Define the laboratory frame to be at rest with regard to the cosmic background radiation (CBR) (e.g. no dipole temperature component). Now imagine a spaceship in motion relative to the laboratory frame, its nosecone pointed in the direction of motion. An observer on the spaceship measuring the cosmic background will see a dipole variation, with maximum blueshift in the direction of travel relative to the laboratory frame and maximum redshift in the opposite direction.
Thus, at the ship's nose we measure a higher temperature (due to blueshift) than we do at the ship's tail, where the CBR is redshifted. Given the temperature difference, can we not extract work with a heat engine, using a collector at the ship's nose as the high temperature heat source and a radiator at the ship's tail as the low temperature heat sink?
The work extracted by the heat engine can then be converted to electricity which, connected to a flashlight mounted in the ship's tail, accelerates the ship, as its momentum must increase in a direction opposite that carried away by the photons ejected.
As the ship is accelerated by the photon drive, the blueshift and redshift increase as velocity does, and so consequently does the temperature difference between the source and sink, increasing the amount of work extracted by the heat engine and the power of the photon drive.
Why is this not a “free energy star drive”?

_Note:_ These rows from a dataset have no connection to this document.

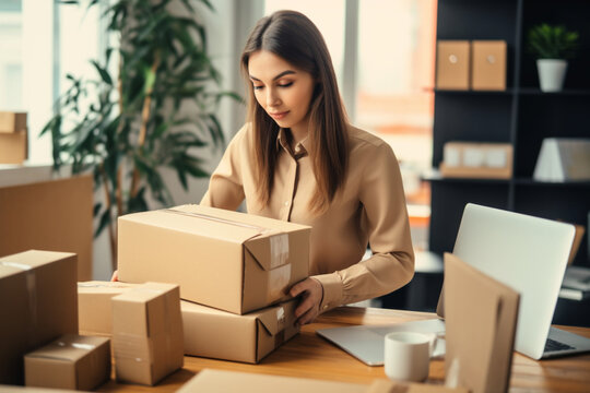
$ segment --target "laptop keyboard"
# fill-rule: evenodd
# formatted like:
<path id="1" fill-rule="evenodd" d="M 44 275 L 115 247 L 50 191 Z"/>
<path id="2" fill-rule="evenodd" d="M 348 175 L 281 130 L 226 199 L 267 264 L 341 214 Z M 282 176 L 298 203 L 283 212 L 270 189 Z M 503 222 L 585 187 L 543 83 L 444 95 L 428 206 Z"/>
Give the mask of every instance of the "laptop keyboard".
<path id="1" fill-rule="evenodd" d="M 567 344 L 559 343 L 555 340 L 551 340 L 551 338 L 547 338 L 547 342 L 545 343 L 545 352 L 556 352 L 556 350 L 567 350 L 567 349 L 576 349 L 576 348 Z"/>

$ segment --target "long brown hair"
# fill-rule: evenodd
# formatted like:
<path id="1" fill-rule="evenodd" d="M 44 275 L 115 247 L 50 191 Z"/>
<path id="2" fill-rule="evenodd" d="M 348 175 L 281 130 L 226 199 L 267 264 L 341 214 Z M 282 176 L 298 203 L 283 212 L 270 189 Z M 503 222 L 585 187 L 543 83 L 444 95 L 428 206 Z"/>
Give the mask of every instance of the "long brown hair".
<path id="1" fill-rule="evenodd" d="M 328 47 L 316 25 L 295 11 L 278 11 L 253 27 L 241 53 L 241 71 L 249 90 L 247 121 L 255 135 L 259 175 L 259 201 L 267 205 L 273 187 L 279 126 L 256 100 L 248 83 L 248 61 L 253 52 L 270 51 L 317 81 L 309 105 L 308 140 L 317 190 L 310 201 L 314 212 L 324 211 L 344 184 L 349 165 L 347 121 L 338 91 Z"/>

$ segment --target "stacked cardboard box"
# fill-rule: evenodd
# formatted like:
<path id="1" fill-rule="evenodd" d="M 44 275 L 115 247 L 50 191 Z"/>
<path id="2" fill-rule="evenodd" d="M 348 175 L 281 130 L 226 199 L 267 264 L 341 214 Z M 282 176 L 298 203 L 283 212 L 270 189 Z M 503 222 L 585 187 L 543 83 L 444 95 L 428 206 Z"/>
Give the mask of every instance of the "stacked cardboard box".
<path id="1" fill-rule="evenodd" d="M 184 365 L 178 285 L 145 283 L 113 298 L 117 379 L 152 385 Z"/>
<path id="2" fill-rule="evenodd" d="M 185 354 L 258 362 L 298 332 L 310 227 L 199 205 L 119 217 L 119 278 L 180 285 Z"/>
<path id="3" fill-rule="evenodd" d="M 28 353 L 27 386 L 93 390 L 110 378 L 110 340 L 67 334 Z"/>
<path id="4" fill-rule="evenodd" d="M 22 164 L 27 155 L 26 114 L 0 111 L 0 164 Z"/>
<path id="5" fill-rule="evenodd" d="M 80 334 L 110 337 L 113 335 L 110 300 L 137 286 L 137 284 L 101 281 L 78 283 Z"/>
<path id="6" fill-rule="evenodd" d="M 308 275 L 310 227 L 184 205 L 118 221 L 119 279 L 180 285 L 182 299 L 244 314 Z"/>
<path id="7" fill-rule="evenodd" d="M 23 383 L 23 356 L 78 333 L 76 257 L 26 251 L 0 258 L 0 383 Z M 10 299 L 5 301 L 4 299 Z"/>

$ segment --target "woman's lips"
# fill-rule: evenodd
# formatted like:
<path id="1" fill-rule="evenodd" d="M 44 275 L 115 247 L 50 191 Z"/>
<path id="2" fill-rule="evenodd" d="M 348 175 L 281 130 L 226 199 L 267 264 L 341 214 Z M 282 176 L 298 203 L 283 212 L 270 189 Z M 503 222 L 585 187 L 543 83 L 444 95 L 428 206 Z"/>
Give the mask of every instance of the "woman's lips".
<path id="1" fill-rule="evenodd" d="M 283 112 L 274 112 L 274 114 L 269 114 L 274 120 L 281 120 L 283 119 L 285 116 L 288 115 L 288 110 L 286 111 L 283 111 Z"/>

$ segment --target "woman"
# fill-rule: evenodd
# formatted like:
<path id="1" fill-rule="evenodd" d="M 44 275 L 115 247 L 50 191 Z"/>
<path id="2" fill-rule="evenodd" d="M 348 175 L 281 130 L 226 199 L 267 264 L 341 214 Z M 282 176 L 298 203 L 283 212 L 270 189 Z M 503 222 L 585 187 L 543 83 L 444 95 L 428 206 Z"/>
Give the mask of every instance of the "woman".
<path id="1" fill-rule="evenodd" d="M 251 32 L 241 70 L 247 123 L 201 204 L 306 224 L 311 276 L 294 285 L 298 324 L 388 294 L 414 272 L 402 180 L 391 147 L 345 117 L 328 48 L 305 15 L 279 11 Z M 361 261 L 367 245 L 373 257 Z"/>

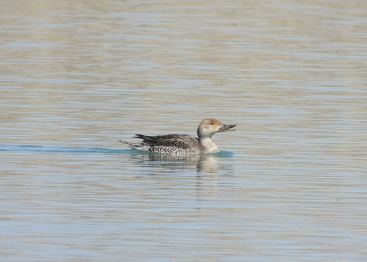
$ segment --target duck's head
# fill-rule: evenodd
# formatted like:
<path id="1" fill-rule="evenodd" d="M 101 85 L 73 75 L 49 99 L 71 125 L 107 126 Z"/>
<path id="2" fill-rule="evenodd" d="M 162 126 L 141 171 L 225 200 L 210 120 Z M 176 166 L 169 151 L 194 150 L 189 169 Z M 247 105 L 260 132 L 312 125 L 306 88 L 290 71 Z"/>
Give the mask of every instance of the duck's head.
<path id="1" fill-rule="evenodd" d="M 206 118 L 200 123 L 197 128 L 197 136 L 200 137 L 210 137 L 215 133 L 225 131 L 231 131 L 236 126 L 236 125 L 224 125 L 215 118 Z"/>

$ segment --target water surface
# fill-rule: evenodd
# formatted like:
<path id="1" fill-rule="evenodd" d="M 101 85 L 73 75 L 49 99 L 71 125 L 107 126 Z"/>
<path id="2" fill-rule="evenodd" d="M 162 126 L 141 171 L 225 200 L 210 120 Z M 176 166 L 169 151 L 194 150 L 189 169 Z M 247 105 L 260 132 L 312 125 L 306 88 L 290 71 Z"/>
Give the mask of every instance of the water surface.
<path id="1" fill-rule="evenodd" d="M 367 259 L 363 1 L 5 1 L 1 261 Z M 117 139 L 195 135 L 184 158 Z"/>

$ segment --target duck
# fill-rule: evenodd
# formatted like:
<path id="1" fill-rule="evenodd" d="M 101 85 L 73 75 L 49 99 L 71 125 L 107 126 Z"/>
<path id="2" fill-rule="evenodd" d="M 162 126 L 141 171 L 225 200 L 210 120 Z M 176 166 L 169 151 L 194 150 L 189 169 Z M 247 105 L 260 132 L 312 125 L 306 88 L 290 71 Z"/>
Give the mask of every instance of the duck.
<path id="1" fill-rule="evenodd" d="M 133 138 L 143 139 L 139 143 L 117 140 L 131 148 L 145 152 L 164 155 L 184 156 L 208 154 L 219 150 L 211 140 L 216 133 L 234 131 L 236 125 L 224 125 L 218 120 L 208 117 L 200 122 L 196 132 L 197 138 L 188 135 L 171 134 L 150 136 L 136 134 Z"/>

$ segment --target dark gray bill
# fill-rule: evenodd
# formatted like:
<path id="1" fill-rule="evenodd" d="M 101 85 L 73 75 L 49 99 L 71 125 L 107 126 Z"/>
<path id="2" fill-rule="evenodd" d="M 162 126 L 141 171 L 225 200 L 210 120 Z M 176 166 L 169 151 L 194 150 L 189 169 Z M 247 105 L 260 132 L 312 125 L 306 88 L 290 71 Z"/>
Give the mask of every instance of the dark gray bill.
<path id="1" fill-rule="evenodd" d="M 221 127 L 221 128 L 219 128 L 219 131 L 232 131 L 235 130 L 231 129 L 230 128 L 236 126 L 237 126 L 236 125 L 224 125 L 222 124 L 222 126 Z"/>

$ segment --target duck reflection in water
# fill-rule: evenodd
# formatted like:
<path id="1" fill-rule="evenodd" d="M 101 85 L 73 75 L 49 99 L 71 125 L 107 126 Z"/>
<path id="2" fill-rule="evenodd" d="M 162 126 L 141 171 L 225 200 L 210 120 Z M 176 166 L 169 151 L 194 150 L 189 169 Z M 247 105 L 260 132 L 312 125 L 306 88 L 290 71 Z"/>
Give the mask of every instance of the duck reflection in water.
<path id="1" fill-rule="evenodd" d="M 160 154 L 135 155 L 138 162 L 159 169 L 160 172 L 170 173 L 172 170 L 196 170 L 197 172 L 217 173 L 223 169 L 218 164 L 221 158 L 232 157 L 231 152 L 221 151 L 214 154 L 190 155 L 181 157 Z"/>

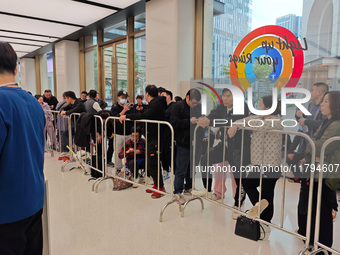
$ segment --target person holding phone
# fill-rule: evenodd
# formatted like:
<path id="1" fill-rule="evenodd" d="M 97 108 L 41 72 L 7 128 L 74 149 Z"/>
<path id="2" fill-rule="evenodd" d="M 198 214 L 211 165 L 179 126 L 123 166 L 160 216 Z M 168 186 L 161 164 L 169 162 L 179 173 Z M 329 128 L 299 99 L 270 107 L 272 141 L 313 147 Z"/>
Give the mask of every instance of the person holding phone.
<path id="1" fill-rule="evenodd" d="M 111 108 L 111 116 L 120 117 L 122 115 L 132 113 L 132 104 L 128 101 L 128 93 L 124 90 L 118 92 L 118 100 L 112 105 Z M 120 171 L 123 168 L 122 159 L 119 158 L 119 153 L 128 140 L 131 139 L 131 128 L 133 127 L 132 121 L 126 121 L 125 126 L 124 122 L 120 123 L 119 120 L 116 120 L 116 129 L 115 129 L 115 168 L 116 171 Z M 109 159 L 110 160 L 110 159 Z"/>

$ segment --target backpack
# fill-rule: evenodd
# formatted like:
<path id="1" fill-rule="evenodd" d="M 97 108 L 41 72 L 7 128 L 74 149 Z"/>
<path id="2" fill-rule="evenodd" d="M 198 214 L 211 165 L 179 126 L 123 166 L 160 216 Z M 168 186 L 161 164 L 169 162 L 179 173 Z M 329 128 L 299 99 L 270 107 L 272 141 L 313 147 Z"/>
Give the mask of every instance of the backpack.
<path id="1" fill-rule="evenodd" d="M 117 174 L 118 177 L 124 178 L 124 171 L 121 171 Z M 132 174 L 130 171 L 125 172 L 125 179 L 131 181 L 132 180 Z M 132 184 L 129 182 L 125 182 L 121 179 L 114 178 L 113 180 L 113 190 L 123 190 L 131 187 Z"/>
<path id="2" fill-rule="evenodd" d="M 74 143 L 78 147 L 86 147 L 90 144 L 90 134 L 93 130 L 94 114 L 82 113 L 76 122 L 76 134 L 74 137 Z"/>

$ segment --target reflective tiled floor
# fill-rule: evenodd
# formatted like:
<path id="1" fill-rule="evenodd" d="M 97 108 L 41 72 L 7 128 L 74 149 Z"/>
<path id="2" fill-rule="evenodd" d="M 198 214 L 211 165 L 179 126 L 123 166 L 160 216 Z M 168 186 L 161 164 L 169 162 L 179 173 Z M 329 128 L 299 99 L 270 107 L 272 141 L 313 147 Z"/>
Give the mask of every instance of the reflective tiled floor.
<path id="1" fill-rule="evenodd" d="M 81 170 L 61 172 L 57 157 L 46 154 L 45 175 L 49 181 L 51 255 L 115 254 L 298 254 L 303 243 L 273 229 L 264 241 L 254 242 L 234 234 L 231 211 L 205 201 L 188 205 L 180 218 L 178 206 L 169 206 L 159 222 L 168 197 L 151 199 L 145 189 L 112 191 L 112 182 L 101 184 L 98 193 Z M 73 164 L 75 165 L 75 164 Z M 230 183 L 228 182 L 228 187 Z M 167 186 L 169 183 L 167 181 Z M 282 182 L 278 182 L 273 223 L 280 223 Z M 284 227 L 296 229 L 299 185 L 287 183 Z M 230 190 L 227 196 L 231 196 Z M 231 204 L 230 198 L 225 203 Z M 246 208 L 250 202 L 246 201 Z M 340 235 L 335 223 L 334 240 Z M 334 247 L 340 249 L 335 241 Z"/>

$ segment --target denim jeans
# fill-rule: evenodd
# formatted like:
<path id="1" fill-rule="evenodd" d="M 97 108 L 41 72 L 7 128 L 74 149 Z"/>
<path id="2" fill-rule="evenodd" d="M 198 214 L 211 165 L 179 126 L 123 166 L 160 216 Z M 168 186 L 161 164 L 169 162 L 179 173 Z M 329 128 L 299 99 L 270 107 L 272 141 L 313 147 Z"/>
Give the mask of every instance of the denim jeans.
<path id="1" fill-rule="evenodd" d="M 183 192 L 184 179 L 187 174 L 190 174 L 190 149 L 177 146 L 176 147 L 175 191 L 174 191 L 175 194 L 181 194 Z"/>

It can't work. It might seem fine from the standpoint of an engineer on the ship, who simply observes different temperatures fore and aft and hooks up an engine between them, but from the laboratory frame the ship appears to be committing a serious moving violation. It's gaining energy (whether kinetic energy resulting from the photon drive, or just by charging a capacitor with the electricity generated from the heat engine), doing so by pumping energy from a source to a sink at the same (laboratory frame) temperature. Bzzzt—second law violation! So what have we overlooked?
I thought of this puzzle in 1985 while musing about the fact that the universe could be said to possess a preferred rest frame defined by the CBR, and thinking through what consequences that might have on the general assumption that all inertial frames are equivalent. I thought it was really cool to encounter a puzzling interaction between the Doppler effect and the second law of thermodynamics.
It's also amusing to note that the phenomenon of CBR drag would argue for highly-streamlined ultrarelativistic spaceships which minimised frontal area subject to blueshifted radiation pressure. Thus pokey interstellar transports may look like flying junkyards, but intergalactic fighters will be sleek enough even for Hollywood.